Unfortunately, a natural side effect of this new interest in education and educational technology is an increase in hype and in shallow descriptions of the potential for new educational models to replace the established system. All too often, the public discussion has become stuck in a false dichotomy of traditional vs. online - a dichotomy that treats all online models as similar and that ignores blended or hybrid approaches. This false dichotomy is even more evident now that discussions are spilling into national media forums. But in fact, as my colleague Molly Langstaff has described, educational technology is interacting with innovative educational courses and programs to create not only new language but also multiple models for delivering education."
(Phil Hill, 1 November 2012, Educause Quarterly)
"A consortium of 10 top-tier universities will soon offer fully online, credit-bearing undergraduate courses through a partnership with 2U, a company that facilitates online learning.
Any students enrolled at an 'undergraduate experience anywhere in the world' will be eligible to take the courses, according to Chip Paucek, the CEO of 2U, which until recently was called 2tor. The first courses are slated to make their debut in the fall.

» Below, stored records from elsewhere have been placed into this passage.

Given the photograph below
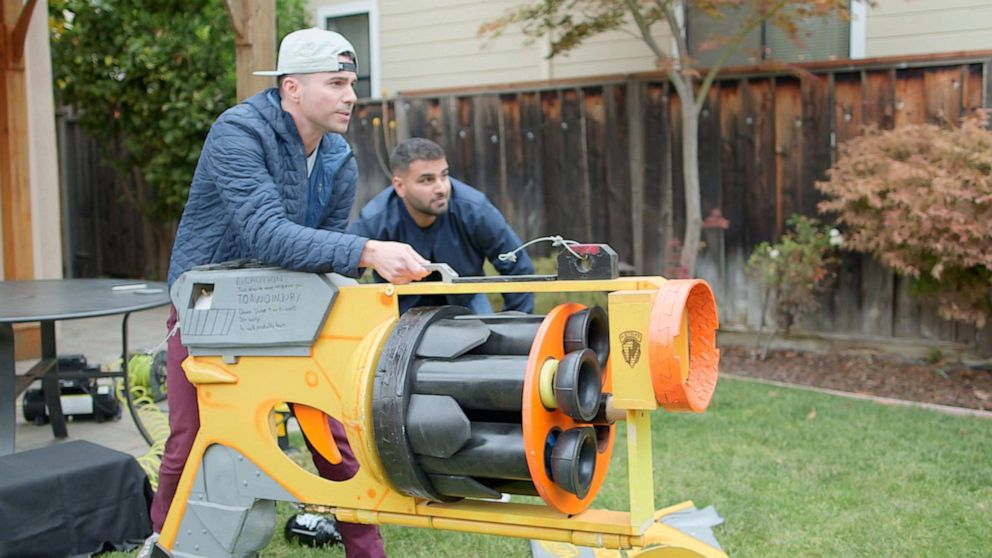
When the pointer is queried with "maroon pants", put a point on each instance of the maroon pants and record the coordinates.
(360, 541)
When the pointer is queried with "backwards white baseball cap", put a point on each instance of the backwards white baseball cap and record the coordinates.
(313, 50)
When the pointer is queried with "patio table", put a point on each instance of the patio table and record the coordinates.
(48, 301)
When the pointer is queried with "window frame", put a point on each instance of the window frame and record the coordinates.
(371, 9)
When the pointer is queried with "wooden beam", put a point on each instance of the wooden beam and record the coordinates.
(15, 183)
(254, 24)
(21, 30)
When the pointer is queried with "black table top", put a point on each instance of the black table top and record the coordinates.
(66, 299)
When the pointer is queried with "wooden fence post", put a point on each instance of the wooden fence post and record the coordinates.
(254, 24)
(635, 142)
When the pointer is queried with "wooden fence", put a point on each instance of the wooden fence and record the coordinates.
(599, 160)
(102, 233)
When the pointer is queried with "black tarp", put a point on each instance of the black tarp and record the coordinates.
(70, 499)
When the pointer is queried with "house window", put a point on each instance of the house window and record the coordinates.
(819, 38)
(359, 23)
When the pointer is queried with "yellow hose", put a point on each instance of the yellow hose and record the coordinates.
(155, 421)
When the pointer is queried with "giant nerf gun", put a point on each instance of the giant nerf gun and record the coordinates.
(444, 410)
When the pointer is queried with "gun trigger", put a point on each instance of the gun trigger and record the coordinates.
(313, 423)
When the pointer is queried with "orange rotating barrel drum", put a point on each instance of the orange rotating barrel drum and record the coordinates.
(468, 406)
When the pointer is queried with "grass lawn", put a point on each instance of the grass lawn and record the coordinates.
(794, 473)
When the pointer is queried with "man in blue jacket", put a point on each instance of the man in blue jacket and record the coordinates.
(276, 182)
(445, 221)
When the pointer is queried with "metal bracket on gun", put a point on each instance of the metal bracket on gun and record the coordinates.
(449, 275)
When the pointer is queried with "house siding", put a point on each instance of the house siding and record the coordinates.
(428, 44)
(898, 27)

After a year in which the top universities in the world have clambered to offer massive open online courses (MOOCs) for no credit, this new project marks yet another turning point in online education. It is the first known example of top universities offering fully online, credit-bearing courses to undergraduates who are not actually enrolled at the institutions that are offering them."
(Steve Kolowich, 15 November 2012, Inside Higher Ed)
"The future that [Sebastian] Thrun believes in, that has excited him more than self-driving cars, or sci-fi-style gadgets, is education. Specifically, massive online education free to all. The music industry, publishing, transportation, retail - they've all experienced the great technological disruption. Now, says Thrun, it's education's turn.
'It's going to change. There is no doubt about it.' Specifically, Thrun believes, higher education is going to change. He has launched Udacity, an online university, and wants to provide mass high quality education for the world. For students in developing countries who can't get it any other way, or for students in the first world, who can but may choose not to. Pay thousands of pounds a year for your education? Or get it free online?"
(Carole Cadwalladr, Sunday 11 November 2012, The Guardian)
"THE NUMBER of people enrolled in free online subjects at Melbourne University has overtaken enrolments at its campuses in less than two months.
The university became the first Australian institute to join online education provider Coursera in September.
Since then more than 52,000 students have enrolled in the university's free massive open online courses, which will begin next year."